Train
Train
The training pipe line is writted in the function train_vae_ddpm
.
The function can be imported by from DMLP.train.train_function import train_vae_ddpm
.
The training pipeline will output a tensorboard logging with all the evaluation results.
train_vae_ddpm
__Args__
local_rank: GPU device.

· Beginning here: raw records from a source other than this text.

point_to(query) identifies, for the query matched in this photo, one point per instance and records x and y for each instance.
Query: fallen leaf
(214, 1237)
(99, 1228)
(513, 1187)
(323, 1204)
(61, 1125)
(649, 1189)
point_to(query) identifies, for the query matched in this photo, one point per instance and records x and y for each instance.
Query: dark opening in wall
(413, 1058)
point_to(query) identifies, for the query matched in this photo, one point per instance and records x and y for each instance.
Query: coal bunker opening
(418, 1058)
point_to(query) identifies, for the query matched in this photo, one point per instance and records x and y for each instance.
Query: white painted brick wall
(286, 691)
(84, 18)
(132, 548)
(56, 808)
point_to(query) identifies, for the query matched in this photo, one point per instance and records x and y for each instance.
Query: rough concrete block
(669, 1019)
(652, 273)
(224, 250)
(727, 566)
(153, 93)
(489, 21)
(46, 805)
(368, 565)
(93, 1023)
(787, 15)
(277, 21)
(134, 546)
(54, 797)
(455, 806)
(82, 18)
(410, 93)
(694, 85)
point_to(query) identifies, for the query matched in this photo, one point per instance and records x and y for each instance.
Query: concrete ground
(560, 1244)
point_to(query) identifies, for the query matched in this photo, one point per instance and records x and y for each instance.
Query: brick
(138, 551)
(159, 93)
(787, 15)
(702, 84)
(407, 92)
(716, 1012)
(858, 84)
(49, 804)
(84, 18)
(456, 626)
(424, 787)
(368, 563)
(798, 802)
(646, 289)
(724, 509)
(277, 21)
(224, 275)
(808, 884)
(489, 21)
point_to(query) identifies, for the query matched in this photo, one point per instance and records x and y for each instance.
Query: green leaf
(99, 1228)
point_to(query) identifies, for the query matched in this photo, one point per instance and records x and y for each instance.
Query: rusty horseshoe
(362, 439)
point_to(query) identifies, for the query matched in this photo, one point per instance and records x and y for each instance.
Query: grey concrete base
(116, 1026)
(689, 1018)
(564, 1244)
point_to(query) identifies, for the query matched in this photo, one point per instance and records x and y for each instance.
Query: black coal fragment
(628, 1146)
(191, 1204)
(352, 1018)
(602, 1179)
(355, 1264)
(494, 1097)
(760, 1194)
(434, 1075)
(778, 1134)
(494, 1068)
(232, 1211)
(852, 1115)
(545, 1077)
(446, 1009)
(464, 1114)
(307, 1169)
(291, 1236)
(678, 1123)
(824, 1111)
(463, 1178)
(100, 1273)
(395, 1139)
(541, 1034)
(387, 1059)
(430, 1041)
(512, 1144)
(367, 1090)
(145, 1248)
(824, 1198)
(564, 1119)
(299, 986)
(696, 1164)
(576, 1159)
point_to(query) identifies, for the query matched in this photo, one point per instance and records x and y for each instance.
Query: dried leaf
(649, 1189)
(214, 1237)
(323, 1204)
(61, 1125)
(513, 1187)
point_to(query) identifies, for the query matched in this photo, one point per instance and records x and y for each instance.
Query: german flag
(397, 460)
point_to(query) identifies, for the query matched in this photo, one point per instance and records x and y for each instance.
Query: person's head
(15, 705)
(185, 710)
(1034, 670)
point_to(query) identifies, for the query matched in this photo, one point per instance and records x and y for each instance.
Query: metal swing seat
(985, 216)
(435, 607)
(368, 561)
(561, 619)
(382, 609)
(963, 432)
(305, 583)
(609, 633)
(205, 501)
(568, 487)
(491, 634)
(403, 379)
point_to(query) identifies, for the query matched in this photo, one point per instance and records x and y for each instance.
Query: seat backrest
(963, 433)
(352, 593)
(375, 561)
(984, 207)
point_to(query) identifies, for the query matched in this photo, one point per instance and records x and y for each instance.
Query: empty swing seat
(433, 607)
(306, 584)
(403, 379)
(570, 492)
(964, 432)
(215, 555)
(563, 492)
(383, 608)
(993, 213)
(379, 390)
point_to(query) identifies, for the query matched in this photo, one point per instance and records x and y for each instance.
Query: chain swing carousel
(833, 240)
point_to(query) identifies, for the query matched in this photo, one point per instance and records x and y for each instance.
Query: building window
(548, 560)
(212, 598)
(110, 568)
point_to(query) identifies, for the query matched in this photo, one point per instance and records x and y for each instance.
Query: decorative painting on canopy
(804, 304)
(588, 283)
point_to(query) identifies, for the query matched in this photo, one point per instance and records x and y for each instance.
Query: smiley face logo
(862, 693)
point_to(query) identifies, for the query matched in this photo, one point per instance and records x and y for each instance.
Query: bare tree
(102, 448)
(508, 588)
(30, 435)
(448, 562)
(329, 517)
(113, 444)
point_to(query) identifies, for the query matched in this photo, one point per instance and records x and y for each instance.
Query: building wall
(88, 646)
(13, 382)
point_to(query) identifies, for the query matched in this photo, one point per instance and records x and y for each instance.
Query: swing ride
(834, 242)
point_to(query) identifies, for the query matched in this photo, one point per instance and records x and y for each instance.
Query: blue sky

This will be passed to the function automatically by CUDA_VISIBLE_DEVICE
world_size: the number of GPUs used
model: vae_ddpm model
optimizer: optimizer for training
train_dataloader: train_dataloader
output_dir: directory to save checkpoints, example outputs, and logs
batch_size: batch_size for logging; This will NOT affect dataloader
condition_f=lambda x: False: A function selecting model parameters
logging_steps = -1: logging step for logging and evaluation
train_epoch = 20: Number of training epoch
gradient_accumulation_steps = 1: gradient accumulation during training
device = 'cpu': model device
fp16=False: useless now; keep it false
fp16_opt_level=None: useless now; leave it None
learning_rate=9e-5: learning rate
adam_epsilon=1e-5: eps for optimizer
lr_end_multiplier= 0.01: An argument for `transformers.get_polynomial_decay_schedule_with_warmup`; please refer to their documentation
power=3.0: An argument for `transformers.get_polynomial_decay_schedule_with_warmup`; please refer to their documentation
warmup_steps=0: An argument for `transformers.get_polynomial_decay_schedule_with_warmup`; please refer to their documentation
disable_bar=True: turn on or off tqdm bar
max_grad_norm=1: paramter for `torch.nn.utils.clip_grad_norm_` to save sapce
save=True: save checkpoint or not, True only if `evaluate_during_training=True`
evaluate_during_training=False: evaluate model if True; False if no evaluation data
eval_dataloader=None: evaluation dataloader
sent_length=32: sentence length for generation
model_id='gpt2': model to evaluate sentence generation perplexity; gpt by default
ppl_eval=True: evaluate perplexity or not
__Return__
global_step: global iteration
tr_loss / global_step: average loss
optimizer: final optimizer
Evaluation_Functions
The evaluation process contains two parts: reconstruction by calc_rec_lgy
and generation by calc_ppl_lgy_ddpm
.
calc_rec_lgy
Reconstruction evaluation: from DMLP.train.reconstruction import calc_rec_lgy
__Args__
model_vae: VAE module of model
encoder_tokenizer: encoder tokenizer
decoder_tokenizer: decoder tokenizer
eval_dataloader: evaluation data
device: device for model
disable_bar: diplay tqdm bar or not
__Return__
BLEU: bleu score
calc_ppl_lgy_ddpm
Generation evaluation: from DMLP.train.generation import calc_ppl_lgy_ddpm
__Args__
model_vae: VAE module
decoder_tokenizer: decoder tokenizer
ns=1: number of iterations
sent_length=32: sentence length
ddpm=None: DDPM module
device='cpu': device
output_dir = "output.txt": output directory to save example output
disable_bar=True: display tqdm bar or not
fp16=False: useless now
model_id='gpt2': model id to calculate perplexity
ppl_eval=True: calculate perplexity or not
__Return__
A dictionary for different evaluations:
'ppl': perplexity (calculated only if ppl_eval=True)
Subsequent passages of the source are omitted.